Building a Better Tumor-Fighter

 

Letrozole, a new cancer drug (tradename Femara), worked better at shrinking breast cancer tumors than did the front-line breast cancer drug tamoxifen among a group of postmenopausal women with estrogen-positive tumors, according to a study coordinated by a Duke Medical Center physician.

Sixty percent of women taking letrozole showed tumor shrinkage after four months on the drug, whereas 41 percent of women taking tamoxifen showed tumor shrinkage. Patients taking letrozole also underwent fewer mastectomies (complete breast removal) than women who were taking tamoxifen. Moreover, letrozole actually slowed the rate of cell division, and thus tumor growth, better than tamoxifen did, according to cellular studies conducted on the actual tumors.

Results of the study were presented in December at the annual San Antonio Breast Cancer Symposium. The study was funded by Novartis Pharmaceuticals Corp., which manufactures letrozole.

"We are very excited by letrozole's potential because it appears to block the growth-promoting effects of estrogen within cancer cells better than tamoxifen does," says Mathew Ellis, a Duke oncologist and lead author of the study. "Estrogen is involved in up to 80 percent of all breast cancers, so blocking its effects is vital to successful treatment.

"Although our results are preliminary, letrozole appears to block estrogen more effectively than does tamoxifen, suggesting that letrozole may work for women whose tumors are relatively resistant to tamoxifen."

Letrozole could even replace the more toxic chemotherapy drugs in some patients, or it could be taken together with other non-cytotoxic drugs like Herceptin for maximum effect. Its distinct mechanism of action makes letrozole quite different from current therapies like tamoxifen and other, more toxic chemotherapies, Ellis says.

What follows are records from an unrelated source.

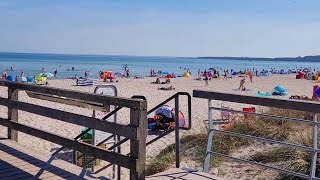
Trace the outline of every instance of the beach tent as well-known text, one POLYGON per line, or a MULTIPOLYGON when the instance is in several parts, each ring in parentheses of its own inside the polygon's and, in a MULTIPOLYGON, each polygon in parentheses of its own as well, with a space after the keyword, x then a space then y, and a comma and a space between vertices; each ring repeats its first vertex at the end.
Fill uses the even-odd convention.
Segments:
POLYGON ((117 79, 116 76, 112 73, 112 71, 106 71, 101 76, 101 79, 117 79))
POLYGON ((183 77, 190 77, 190 73, 188 72, 183 73, 183 77))
POLYGON ((166 78, 174 78, 174 76, 172 74, 168 74, 165 76, 166 78))
POLYGON ((22 76, 22 77, 20 77, 20 81, 26 83, 27 82, 27 78, 22 76))
POLYGON ((299 71, 298 74, 297 74, 297 76, 296 76, 296 78, 297 78, 297 79, 304 79, 305 75, 306 75, 305 72, 299 71))
POLYGON ((274 92, 276 92, 277 95, 288 95, 288 90, 282 86, 276 86, 274 92))
POLYGON ((260 73, 258 74, 258 76, 263 76, 263 77, 269 77, 269 76, 271 76, 271 75, 272 75, 271 72, 260 72, 260 73))
POLYGON ((42 76, 44 76, 44 77, 53 77, 54 75, 52 73, 46 72, 42 76))
POLYGON ((42 81, 42 82, 46 82, 48 80, 47 77, 43 76, 42 73, 40 73, 38 76, 37 76, 37 81, 42 81))
POLYGON ((8 81, 14 81, 14 77, 13 77, 13 76, 8 76, 8 77, 7 77, 7 80, 8 80, 8 81))
MULTIPOLYGON (((157 117, 161 116, 163 117, 162 120, 160 120, 160 123, 162 124, 167 124, 168 127, 173 128, 175 127, 175 109, 168 106, 164 105, 158 108, 155 111, 155 117, 154 118, 148 118, 148 128, 149 129, 157 129, 155 126, 157 126, 156 120, 157 117)), ((179 127, 181 128, 188 128, 188 120, 185 118, 183 113, 179 111, 179 127)))
POLYGON ((27 83, 28 83, 28 84, 35 84, 36 81, 35 81, 34 77, 29 76, 29 77, 27 77, 27 83))
POLYGON ((168 74, 172 74, 172 72, 170 72, 170 71, 163 71, 162 74, 163 74, 163 75, 168 75, 168 74))

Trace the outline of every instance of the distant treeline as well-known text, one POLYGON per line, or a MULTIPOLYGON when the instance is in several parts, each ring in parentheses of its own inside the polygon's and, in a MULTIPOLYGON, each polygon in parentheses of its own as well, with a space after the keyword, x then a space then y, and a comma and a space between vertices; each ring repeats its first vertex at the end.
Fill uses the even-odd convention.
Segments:
POLYGON ((261 58, 261 57, 198 57, 199 59, 226 59, 226 60, 260 60, 260 61, 303 61, 303 62, 320 62, 320 55, 304 57, 278 57, 278 58, 261 58))

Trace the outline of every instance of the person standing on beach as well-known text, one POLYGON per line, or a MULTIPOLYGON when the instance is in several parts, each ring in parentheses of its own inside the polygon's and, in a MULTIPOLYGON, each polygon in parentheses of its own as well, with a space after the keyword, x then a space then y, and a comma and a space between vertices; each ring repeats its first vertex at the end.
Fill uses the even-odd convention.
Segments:
POLYGON ((130 71, 129 71, 129 68, 127 69, 126 73, 127 73, 127 77, 130 77, 130 71))
POLYGON ((246 90, 246 88, 244 87, 245 79, 246 79, 246 78, 244 77, 244 78, 242 78, 242 79, 240 80, 240 86, 239 86, 239 90, 240 90, 240 91, 246 90))
POLYGON ((44 73, 44 71, 45 71, 45 69, 44 69, 44 67, 42 67, 41 72, 44 73))
POLYGON ((250 79, 250 82, 253 83, 252 79, 253 79, 253 72, 250 71, 249 72, 249 79, 250 79))
POLYGON ((204 81, 205 81, 205 86, 209 86, 209 82, 208 82, 208 80, 209 80, 208 72, 207 72, 207 70, 205 69, 205 70, 204 70, 204 81))
POLYGON ((20 77, 24 77, 24 72, 21 70, 20 77))
POLYGON ((228 80, 228 77, 227 77, 227 71, 226 70, 224 70, 223 71, 223 79, 225 79, 225 80, 228 80))
POLYGON ((54 77, 57 77, 57 74, 58 74, 58 70, 56 69, 56 70, 54 71, 54 77))

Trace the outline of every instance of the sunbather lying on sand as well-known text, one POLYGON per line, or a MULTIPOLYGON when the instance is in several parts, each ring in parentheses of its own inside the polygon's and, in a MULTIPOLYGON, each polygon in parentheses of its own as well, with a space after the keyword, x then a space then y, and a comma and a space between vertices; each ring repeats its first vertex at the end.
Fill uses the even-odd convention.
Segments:
POLYGON ((170 87, 162 87, 162 88, 158 88, 158 90, 165 90, 165 91, 170 91, 170 90, 176 90, 175 88, 173 88, 172 86, 170 87))

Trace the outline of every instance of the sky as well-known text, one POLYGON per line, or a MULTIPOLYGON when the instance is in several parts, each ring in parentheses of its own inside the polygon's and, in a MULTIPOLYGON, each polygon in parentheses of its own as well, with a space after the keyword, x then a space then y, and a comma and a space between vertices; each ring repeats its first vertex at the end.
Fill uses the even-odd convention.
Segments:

He cautions that, while his results are highly significant, they must be replicated in larger and more standard types of studies. The current study design was unique because it examined the drugs' ability to shrink tumors before women had surgery to remove their tumors rather than after surgery, as is commonly done to eradicate any undetected cancer cells. Also, the sample size of 324 women is not large enough upon which to base a change in routine clinical practice.

Letrozole works by depriving the tumor of estrogen. Specifically, letrozole inhibits an enzyme called aromatase, which converts the male hormone androgen into the female hormone estrogen. Women taking letrozole, therefore, make almost no estrogen at all. Without estrogen, tumor cells that rely on the hormone for growth cannot divide and do not continue to grow.

Ellis says letrozole's ability to completely block estrogen from the cell is, in part, responsible for its apparent benefits over tamoxifen in some women.